DigitalDuck wrote: ↑
Sat May 12, 2018 4:45 am
Flatfingers wrote: ↑
Fri May 11, 2018 11:37 am
They don't like the MBTI's "forced dichotomization."
But doesn't the Big Five model do exactly the same thing?
Big Five adherents would say no, their scales are built like Josh's scales for NPC personality traits: as a single trait whose strength ranges from 0 to 100. So someone might be very Conscientious, or only somewhat Conscientious.
This is said to be different from the MBTI model, which identifies two endpoints for each of the four axes with the 0 point between them. If you score even a single point more in favor of Thinking versus Feeling, for example, you get put in the "T" box. (I don't actually recommend believing a "test" for figuring out MB type, but this is how Big Five critics of MBTI often frame their objection.)
Functionally, of course, you're right. The Openness index, for example, is described by Big Five fans as ranging from "totally open to everything" to "not open to everything." But I agree that it's not unreasonable to look at this as functionally
-- meaning as humans express psychological preferences as actual behaviors -- ranging from "totally open to everything" to "actively rejects everything." In other words, an MBTI adherent would say the 0 point on each of the Big Five axes is actually the opposite
preference, not just the lack of that preference, effectively making each of the OCEAN axes a two-value trait just as in MBTI.
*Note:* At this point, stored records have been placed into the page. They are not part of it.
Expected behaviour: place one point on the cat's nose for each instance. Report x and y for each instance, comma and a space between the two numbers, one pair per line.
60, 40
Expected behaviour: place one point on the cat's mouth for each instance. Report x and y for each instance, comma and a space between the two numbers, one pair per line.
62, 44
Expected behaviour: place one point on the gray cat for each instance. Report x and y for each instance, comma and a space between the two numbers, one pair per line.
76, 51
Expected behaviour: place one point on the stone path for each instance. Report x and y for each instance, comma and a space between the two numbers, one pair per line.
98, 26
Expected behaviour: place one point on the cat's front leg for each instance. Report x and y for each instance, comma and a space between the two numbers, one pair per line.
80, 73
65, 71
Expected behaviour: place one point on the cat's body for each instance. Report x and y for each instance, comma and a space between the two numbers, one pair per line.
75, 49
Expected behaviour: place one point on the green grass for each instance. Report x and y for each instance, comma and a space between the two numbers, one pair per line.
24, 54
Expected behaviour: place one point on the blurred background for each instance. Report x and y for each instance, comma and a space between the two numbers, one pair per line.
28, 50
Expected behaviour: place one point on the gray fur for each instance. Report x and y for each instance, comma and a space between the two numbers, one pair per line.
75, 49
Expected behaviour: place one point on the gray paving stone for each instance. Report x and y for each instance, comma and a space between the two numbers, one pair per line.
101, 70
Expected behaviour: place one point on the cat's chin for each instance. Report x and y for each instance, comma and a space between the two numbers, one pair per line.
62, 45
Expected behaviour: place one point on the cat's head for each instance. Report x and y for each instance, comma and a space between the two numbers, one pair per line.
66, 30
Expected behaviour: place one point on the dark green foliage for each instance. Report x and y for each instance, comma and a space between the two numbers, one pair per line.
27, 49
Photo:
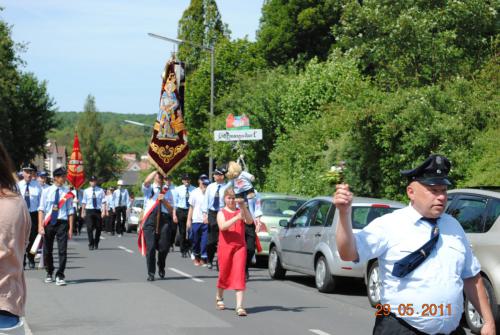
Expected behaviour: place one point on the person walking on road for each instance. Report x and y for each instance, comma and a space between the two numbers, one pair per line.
182, 195
212, 202
92, 200
55, 221
232, 252
158, 224
199, 230
425, 258
120, 202
32, 192
15, 231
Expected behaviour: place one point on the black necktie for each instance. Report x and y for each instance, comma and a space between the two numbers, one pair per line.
216, 199
27, 196
55, 208
94, 198
412, 261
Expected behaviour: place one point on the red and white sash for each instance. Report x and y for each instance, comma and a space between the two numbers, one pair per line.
141, 240
46, 221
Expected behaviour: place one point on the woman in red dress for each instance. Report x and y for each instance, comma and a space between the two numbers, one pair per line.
232, 252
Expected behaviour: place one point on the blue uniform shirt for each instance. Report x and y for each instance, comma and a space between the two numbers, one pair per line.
151, 194
437, 281
47, 201
35, 193
208, 200
123, 202
180, 195
87, 197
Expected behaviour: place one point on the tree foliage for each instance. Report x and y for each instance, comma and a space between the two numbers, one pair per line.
413, 43
297, 29
98, 150
26, 109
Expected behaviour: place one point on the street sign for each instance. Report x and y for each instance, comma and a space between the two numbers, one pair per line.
238, 135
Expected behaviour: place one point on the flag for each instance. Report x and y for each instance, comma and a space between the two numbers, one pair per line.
169, 144
76, 176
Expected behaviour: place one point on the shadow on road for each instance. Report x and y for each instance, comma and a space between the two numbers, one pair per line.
90, 280
260, 309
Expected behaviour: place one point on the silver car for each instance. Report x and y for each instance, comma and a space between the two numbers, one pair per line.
307, 242
478, 211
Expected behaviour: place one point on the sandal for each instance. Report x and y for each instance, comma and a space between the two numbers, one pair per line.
240, 311
219, 303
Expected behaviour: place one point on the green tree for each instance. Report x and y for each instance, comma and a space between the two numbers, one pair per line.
414, 43
297, 29
26, 110
99, 152
200, 24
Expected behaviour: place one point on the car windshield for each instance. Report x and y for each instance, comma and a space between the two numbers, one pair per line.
363, 215
280, 207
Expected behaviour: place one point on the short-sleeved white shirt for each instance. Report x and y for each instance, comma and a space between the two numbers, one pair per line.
437, 281
196, 201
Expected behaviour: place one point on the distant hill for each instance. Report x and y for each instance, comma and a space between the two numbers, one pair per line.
127, 137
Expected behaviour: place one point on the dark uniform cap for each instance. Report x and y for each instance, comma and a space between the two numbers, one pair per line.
434, 171
220, 170
29, 166
59, 172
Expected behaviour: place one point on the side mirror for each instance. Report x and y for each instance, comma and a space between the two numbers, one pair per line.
283, 223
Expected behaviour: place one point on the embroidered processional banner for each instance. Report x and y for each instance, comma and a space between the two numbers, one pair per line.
169, 144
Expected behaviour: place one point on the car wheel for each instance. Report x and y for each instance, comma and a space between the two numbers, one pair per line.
373, 284
276, 271
474, 320
323, 278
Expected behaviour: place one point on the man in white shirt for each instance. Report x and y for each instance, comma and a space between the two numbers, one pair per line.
425, 258
199, 229
32, 193
92, 200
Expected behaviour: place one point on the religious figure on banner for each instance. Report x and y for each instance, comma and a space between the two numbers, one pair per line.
169, 147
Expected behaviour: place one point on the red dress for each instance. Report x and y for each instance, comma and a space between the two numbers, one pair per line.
232, 254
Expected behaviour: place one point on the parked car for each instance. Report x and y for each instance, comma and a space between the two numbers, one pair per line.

I personally find a two-valued model more useful. I think it captures more of the true range of human motivation. I also agree somewhat with the Big Five criticism of MBTI as putting people in boxes -- as though if you prefer Judging over Perceiving even slightly, You Are A Judger. In reality, I expect a plot of each of the four MBTI axes would show a bimodal distribution, with humps somewhere around the midpoint of each of the two preferences for each axis. That would better reflect that these preferences are analog, not binary, but that there are still real and meaningful patterns of preference -- most people really do have a visible preference either for wanting to get things settled now (Judging), or for wanting to get more information before making a decision (Perceiving), and so on for the other three axes identified in the MBTI model.
This utility of a model with bi-valued axes is, BTW, one of the reasons why I've suggested to Josh
that he might consider adapting his NPC personality model to this style. This would avoid naming any individual trait in a negative way (e.g., "Greedy"), and treat each trait as having two equally-valuable (unless taken to the extreme values) ways of expressing that trait (e.g., a range from "Acquisitive" to "Charitable").